The twenty bronze sculptures C Batterie 1 – 20, 2023, are the centerpiece of the exhibition Batterie at Livie Gallery on Claridenstrasse 34 in Zurich. Cast in bronze, they show a light bulb with its socket, connected to a lemon and subsequently overgrown by a bee colony with a honeycomb structure. Joseph Beuys’ Capri Batterie, created in 1985 during a healing stay by the shaman on Capri and in Naples, is the obvious reference for Sailstorfer’s experimental arrangement. Sailstorfer has cast the multiple of Beuys – the circuit between lemon and light bulb, which is stored in a wooden box measuring 28 x 28 x 28 cm with the inscription “Joseph Beuys, Capri Batterie, replace after 1000 hours” – and made 20 duplicates out of beeswax. These forms were placed by a beekeeper into hives in spring 2022 to allow the colonies to continue working on them. After 3 to 4 months – at the end of a summer – the structures were removed from the hives and cast in bronze. The work of the bees was thus manifested or inscribed into a specific form for an indefinite future.
The visual result of this experimental arrangement is a dramatic material transformation of an existing icon of the visual arts. It involves 20 concrete individual cases of an organic process whose rules and limits are programmatically or systematically given, but whose final appearance could only be influenced by the artist to a limited extent. Sailstorfer’s appropriation thus becomes a metaphor for an act of meditation on the possibilities and limitations of producing and storing energy, as well as on the ability to create an organic structure that is inherent in a unique rhythm – the instinctive program of a bee colony. This is done with the intention of making visible a very specific social organization. Without wanting to overemphasize the reference to Beuys, the analogies are obvious: the analogy to the sun, to light, to shadow, to the bloom, to the lemon, to the wax, to the honey, to the productivity of the individual in the collective.

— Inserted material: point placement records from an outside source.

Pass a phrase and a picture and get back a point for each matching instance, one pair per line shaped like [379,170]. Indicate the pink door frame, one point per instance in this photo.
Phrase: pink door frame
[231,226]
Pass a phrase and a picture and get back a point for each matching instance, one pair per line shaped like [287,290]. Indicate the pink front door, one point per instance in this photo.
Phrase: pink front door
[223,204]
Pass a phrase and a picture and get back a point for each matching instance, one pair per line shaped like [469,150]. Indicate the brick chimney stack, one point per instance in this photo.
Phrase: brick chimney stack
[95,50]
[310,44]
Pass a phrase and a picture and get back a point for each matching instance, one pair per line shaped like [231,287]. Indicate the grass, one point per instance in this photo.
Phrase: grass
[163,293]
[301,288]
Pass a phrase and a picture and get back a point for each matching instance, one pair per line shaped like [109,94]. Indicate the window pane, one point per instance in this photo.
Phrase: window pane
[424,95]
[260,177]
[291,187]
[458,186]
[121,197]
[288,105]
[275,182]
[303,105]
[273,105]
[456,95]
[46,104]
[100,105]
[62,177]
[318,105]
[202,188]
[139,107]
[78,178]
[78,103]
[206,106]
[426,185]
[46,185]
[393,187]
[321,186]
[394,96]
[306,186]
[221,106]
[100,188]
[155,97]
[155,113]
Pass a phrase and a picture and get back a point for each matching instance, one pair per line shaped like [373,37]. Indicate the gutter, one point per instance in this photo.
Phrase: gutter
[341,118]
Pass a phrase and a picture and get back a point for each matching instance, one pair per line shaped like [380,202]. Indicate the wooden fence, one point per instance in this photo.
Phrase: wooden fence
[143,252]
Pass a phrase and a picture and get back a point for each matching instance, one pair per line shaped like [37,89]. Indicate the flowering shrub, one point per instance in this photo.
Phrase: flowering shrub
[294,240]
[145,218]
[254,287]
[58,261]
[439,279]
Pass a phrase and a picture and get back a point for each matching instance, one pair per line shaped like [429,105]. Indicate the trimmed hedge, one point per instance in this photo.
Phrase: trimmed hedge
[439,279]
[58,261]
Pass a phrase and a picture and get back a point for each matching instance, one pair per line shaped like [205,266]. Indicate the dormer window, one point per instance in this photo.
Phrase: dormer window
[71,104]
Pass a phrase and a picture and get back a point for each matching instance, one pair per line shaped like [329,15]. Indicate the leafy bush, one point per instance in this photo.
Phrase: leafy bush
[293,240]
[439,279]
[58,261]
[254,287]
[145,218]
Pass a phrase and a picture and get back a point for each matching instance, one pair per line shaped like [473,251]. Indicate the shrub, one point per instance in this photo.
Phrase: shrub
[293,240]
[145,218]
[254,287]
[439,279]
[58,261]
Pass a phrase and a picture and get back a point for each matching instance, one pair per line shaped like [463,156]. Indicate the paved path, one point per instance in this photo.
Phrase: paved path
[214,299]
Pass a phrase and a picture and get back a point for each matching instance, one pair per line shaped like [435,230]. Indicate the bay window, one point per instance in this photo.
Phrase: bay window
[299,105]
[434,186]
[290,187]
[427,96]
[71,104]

The second work in the exhibition space is titled Tank 1. It is the empty fuel tank of a VW Passat, which, in its placement in the white box of the exhibition space, takes on anthropomorphic – that is, humanoid – features and possibly specifically recalls an oceanic mask. A breathing sound is emitted into the room through a speaker inside this hollow object. The references that this object creates are also multifaceted: the empty energy carrier of a car becomes the cavity that serves the propulsion and ventilation of the atmosphere of a common space.
Taking into account sociology, psychology, philosophy, cultural studies, and art history, Sailstorfer expands the medium of sculpture through transdisciplinary and transmedial border crossings. Characteristic of his work is a clear and precise ability to integrate artistic production into social life. Under the heading of “artistic research,” his works are designed as open-ended claims and presented to the public for discussion. Paradoxical simultaneities of objectification and subjectification, economization and collectivization, intellectualization, and sensualization are characteristic of these artworks. Like social, economic, political, or scientific hypotheses whose significance is solely a matter of fitting subjective manipulable data and facts, the exhibited artworks appear as precise measuring devices with no scale.